By Alexandra Taylor
I doubt that there are many people who have escaped the hype around “mindfulness”, “meditation” and “mental wellbeing” the past year. But unlike other momentary buzzwords and questionable detoxes, these ideas are not just passing fashionable trends. In fact, they are based upon practices which are thousands of years old.
The benefits of meditation are no secret and can positively affect every part of your being: mind, body and soul. A regular practice can have real, physical impact such as changing brain composition, reducing inflammation and relieving bodily pain. Studies have also shown that meditation can significantly help with emotional regulation, reducing symptoms of anxiety, depression and sleep problems. On a deeper, more spiritual level, the practice of meditation encourages us to cultivate a kind and compassionate attitude towards our thoughts and body, allowing us to show ourselves to the world exactly as we are. It connects us to our inner divine wisdom and purpose.

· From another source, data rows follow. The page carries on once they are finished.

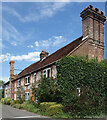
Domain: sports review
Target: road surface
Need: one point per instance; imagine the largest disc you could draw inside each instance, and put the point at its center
(9, 112)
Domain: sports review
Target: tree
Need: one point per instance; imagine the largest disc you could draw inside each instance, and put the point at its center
(47, 90)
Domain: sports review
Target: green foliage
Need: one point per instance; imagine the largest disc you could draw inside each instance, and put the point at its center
(45, 105)
(51, 108)
(2, 100)
(46, 91)
(55, 109)
(20, 94)
(6, 101)
(90, 77)
(1, 89)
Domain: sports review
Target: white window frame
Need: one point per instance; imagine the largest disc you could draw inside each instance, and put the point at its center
(27, 96)
(46, 73)
(27, 80)
(18, 83)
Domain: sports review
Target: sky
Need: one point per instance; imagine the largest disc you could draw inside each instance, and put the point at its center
(30, 27)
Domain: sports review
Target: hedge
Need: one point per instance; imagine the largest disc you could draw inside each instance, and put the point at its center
(51, 108)
(6, 101)
(90, 76)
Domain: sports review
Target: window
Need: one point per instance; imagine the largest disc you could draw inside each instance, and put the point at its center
(78, 91)
(27, 80)
(47, 72)
(18, 83)
(27, 96)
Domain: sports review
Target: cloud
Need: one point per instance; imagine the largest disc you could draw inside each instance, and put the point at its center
(45, 10)
(37, 44)
(58, 40)
(30, 46)
(53, 41)
(12, 35)
(32, 56)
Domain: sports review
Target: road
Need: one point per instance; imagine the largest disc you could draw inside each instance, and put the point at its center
(9, 112)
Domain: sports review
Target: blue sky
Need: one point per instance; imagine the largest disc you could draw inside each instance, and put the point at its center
(29, 28)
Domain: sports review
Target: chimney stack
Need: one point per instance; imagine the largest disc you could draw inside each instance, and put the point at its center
(93, 24)
(93, 30)
(11, 69)
(43, 54)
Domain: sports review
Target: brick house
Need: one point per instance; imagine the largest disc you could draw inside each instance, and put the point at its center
(91, 43)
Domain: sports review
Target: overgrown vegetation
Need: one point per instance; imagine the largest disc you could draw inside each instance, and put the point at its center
(46, 91)
(20, 94)
(90, 77)
(1, 89)
(78, 91)
(6, 101)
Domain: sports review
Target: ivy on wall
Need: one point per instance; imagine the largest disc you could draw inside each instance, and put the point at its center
(89, 76)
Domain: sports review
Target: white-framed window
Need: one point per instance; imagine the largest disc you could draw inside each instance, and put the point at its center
(47, 72)
(26, 95)
(18, 83)
(27, 80)
(79, 91)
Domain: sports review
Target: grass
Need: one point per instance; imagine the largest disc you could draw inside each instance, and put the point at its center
(32, 108)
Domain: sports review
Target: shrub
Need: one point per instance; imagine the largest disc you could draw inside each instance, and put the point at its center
(55, 109)
(5, 100)
(2, 100)
(45, 105)
(51, 108)
(90, 77)
(8, 101)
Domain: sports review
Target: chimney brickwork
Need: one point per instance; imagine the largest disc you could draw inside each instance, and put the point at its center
(93, 27)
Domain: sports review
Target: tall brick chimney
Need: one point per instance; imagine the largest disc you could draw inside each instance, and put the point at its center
(93, 29)
(11, 69)
(43, 54)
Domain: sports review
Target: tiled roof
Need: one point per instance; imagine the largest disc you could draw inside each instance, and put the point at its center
(52, 58)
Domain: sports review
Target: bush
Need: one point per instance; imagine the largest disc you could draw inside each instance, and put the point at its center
(8, 101)
(55, 109)
(45, 105)
(2, 100)
(90, 77)
(51, 108)
(5, 100)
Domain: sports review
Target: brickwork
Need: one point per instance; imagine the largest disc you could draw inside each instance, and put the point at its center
(93, 27)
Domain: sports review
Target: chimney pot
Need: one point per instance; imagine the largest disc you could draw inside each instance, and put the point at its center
(11, 69)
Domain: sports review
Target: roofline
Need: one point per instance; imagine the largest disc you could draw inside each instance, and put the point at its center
(35, 70)
(78, 46)
(47, 64)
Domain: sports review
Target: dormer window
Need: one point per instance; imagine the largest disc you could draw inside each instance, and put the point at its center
(27, 80)
(18, 83)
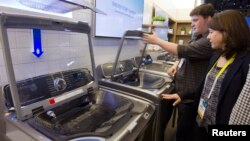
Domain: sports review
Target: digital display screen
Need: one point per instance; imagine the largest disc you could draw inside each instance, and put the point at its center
(121, 15)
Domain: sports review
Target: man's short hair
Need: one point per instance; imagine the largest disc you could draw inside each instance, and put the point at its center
(204, 10)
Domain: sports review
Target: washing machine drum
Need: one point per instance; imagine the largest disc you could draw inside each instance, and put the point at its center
(76, 118)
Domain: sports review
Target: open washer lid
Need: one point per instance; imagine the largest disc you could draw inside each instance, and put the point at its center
(56, 47)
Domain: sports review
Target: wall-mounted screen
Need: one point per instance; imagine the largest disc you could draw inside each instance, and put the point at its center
(121, 15)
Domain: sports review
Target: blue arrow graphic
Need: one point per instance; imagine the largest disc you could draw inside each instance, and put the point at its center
(37, 43)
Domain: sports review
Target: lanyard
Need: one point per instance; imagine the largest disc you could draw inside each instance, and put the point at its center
(230, 61)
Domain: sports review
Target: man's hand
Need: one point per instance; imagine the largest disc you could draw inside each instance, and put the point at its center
(151, 38)
(172, 71)
(174, 96)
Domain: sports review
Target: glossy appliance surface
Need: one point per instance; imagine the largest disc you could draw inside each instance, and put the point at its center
(64, 103)
(124, 75)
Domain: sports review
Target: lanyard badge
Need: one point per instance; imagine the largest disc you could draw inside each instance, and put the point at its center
(203, 103)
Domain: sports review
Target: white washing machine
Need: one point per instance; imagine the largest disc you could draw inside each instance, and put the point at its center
(64, 104)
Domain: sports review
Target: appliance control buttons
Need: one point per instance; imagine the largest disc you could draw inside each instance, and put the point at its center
(60, 84)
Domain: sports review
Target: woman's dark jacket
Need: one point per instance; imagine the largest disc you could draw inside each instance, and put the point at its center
(231, 86)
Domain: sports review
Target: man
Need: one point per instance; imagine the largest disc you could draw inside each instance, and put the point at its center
(194, 58)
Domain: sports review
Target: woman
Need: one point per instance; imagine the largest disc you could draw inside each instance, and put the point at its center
(229, 35)
(240, 113)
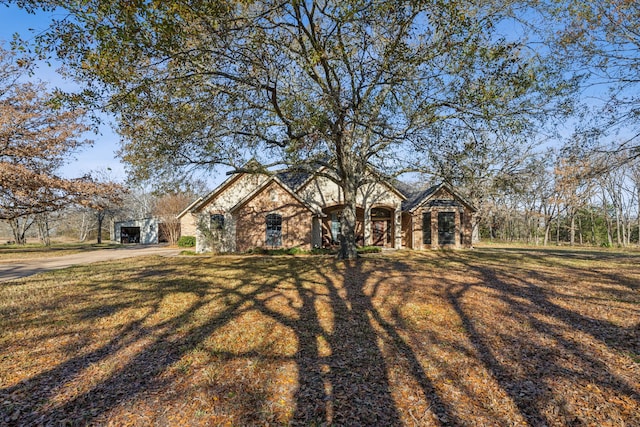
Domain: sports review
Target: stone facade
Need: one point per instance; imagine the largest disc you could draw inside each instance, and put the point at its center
(249, 211)
(449, 217)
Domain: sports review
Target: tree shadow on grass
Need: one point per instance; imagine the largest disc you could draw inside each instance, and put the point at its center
(341, 372)
(348, 341)
(555, 346)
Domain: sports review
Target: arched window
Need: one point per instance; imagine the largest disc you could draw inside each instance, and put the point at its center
(216, 222)
(274, 230)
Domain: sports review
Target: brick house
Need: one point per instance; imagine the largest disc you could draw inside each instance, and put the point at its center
(297, 210)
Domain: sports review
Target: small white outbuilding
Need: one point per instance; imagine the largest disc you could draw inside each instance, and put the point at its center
(136, 231)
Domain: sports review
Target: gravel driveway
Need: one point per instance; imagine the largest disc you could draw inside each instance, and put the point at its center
(11, 270)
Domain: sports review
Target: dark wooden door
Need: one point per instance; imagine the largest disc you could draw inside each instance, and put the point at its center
(446, 228)
(380, 232)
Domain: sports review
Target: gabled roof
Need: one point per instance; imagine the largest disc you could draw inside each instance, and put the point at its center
(422, 197)
(188, 208)
(203, 201)
(293, 179)
(276, 179)
(381, 179)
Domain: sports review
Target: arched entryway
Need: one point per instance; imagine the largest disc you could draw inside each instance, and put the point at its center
(382, 226)
(331, 225)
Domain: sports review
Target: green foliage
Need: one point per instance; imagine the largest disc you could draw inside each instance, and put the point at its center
(187, 241)
(281, 251)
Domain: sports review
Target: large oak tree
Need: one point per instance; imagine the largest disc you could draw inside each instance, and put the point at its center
(343, 84)
(37, 137)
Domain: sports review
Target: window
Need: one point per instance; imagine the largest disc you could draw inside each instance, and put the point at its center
(335, 226)
(426, 228)
(216, 222)
(274, 230)
(446, 228)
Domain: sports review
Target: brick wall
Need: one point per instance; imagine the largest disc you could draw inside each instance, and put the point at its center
(251, 219)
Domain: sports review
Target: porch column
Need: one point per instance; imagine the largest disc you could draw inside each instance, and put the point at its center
(366, 224)
(397, 226)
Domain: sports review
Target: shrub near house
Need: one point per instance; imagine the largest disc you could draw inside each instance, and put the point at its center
(287, 210)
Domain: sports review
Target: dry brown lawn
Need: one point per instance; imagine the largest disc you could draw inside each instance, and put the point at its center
(10, 253)
(485, 337)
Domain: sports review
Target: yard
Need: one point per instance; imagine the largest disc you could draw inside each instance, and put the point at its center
(492, 336)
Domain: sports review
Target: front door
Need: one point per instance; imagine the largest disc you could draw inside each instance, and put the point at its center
(446, 228)
(381, 232)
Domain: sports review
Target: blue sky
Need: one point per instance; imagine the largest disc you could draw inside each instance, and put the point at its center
(101, 155)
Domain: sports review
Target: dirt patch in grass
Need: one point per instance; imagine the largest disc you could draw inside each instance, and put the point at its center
(483, 337)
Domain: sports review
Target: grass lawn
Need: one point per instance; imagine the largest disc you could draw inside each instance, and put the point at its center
(31, 251)
(492, 336)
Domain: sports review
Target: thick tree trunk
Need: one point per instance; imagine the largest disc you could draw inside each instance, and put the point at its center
(100, 220)
(348, 249)
(572, 236)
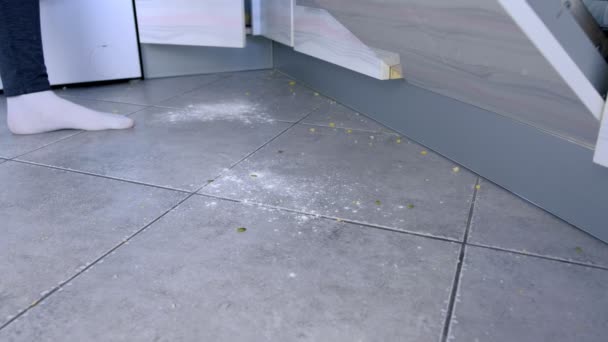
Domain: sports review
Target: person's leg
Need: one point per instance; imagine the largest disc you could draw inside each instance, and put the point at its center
(32, 107)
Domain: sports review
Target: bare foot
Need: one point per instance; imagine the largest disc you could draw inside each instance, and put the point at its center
(44, 112)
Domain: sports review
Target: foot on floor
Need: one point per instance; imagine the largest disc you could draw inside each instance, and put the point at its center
(44, 112)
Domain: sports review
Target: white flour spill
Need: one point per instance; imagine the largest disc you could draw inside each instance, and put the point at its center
(233, 111)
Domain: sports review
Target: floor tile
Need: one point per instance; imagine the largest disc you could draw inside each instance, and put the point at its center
(192, 277)
(267, 98)
(55, 222)
(367, 178)
(170, 148)
(14, 145)
(146, 92)
(508, 297)
(503, 220)
(333, 114)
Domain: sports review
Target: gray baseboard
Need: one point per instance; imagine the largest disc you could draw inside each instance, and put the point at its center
(549, 171)
(177, 60)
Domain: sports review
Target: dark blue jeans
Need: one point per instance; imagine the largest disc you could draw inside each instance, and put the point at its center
(21, 59)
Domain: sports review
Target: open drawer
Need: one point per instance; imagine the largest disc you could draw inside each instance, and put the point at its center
(218, 23)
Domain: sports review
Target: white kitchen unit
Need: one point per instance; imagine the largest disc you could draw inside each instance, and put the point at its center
(601, 149)
(274, 19)
(219, 23)
(82, 45)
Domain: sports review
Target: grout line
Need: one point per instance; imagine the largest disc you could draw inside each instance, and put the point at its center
(354, 222)
(78, 132)
(354, 129)
(263, 145)
(458, 274)
(539, 256)
(110, 251)
(101, 176)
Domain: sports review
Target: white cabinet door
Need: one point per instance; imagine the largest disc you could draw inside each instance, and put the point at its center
(192, 22)
(89, 40)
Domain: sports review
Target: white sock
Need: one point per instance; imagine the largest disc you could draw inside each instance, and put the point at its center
(44, 112)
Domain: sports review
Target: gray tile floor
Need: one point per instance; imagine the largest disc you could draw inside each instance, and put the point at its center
(246, 207)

Today the word meditation has many different meanings and connotations and as such the idea has become rather nebulous and confusing. But fundamentally, the essence of meditation is awareness. In its simplest form this is done by observing our breath, but it may be our body, an object, or a sound. When we are in this state of awareness, we are able to detach from for our thoughts and problems allowing us leading healthier and happier lives. The truth is, there is no correct way to meditate and so it is important to find the approach that works best for you. It is a personal practice which will continually evolve and challenge you on your journey through life.
When I first began my meditation practice, I used to get so frustrated by the fact that I could not seem to empty my mind of thoughts and achieve this peaceful state of ‘Zen’ I so badly desired. But meditation is not about stopping thoughts or clearing the mind. It is about learning to let go of attachment and judgement by simply observing what we experience, moment by moment. Your mind will naturally wander, so when it does just notice that it has drifted, and bring it back your point of awareness. Acknowledge whatever thoughts or emotions arise and allow it to be. The first few times you practice you may feel like you are constantly being pulled by your thoughts, but by showing up and committing to your practice you will notice that the gap between each thought lengthens and begin to really feel those moments of pure stillness.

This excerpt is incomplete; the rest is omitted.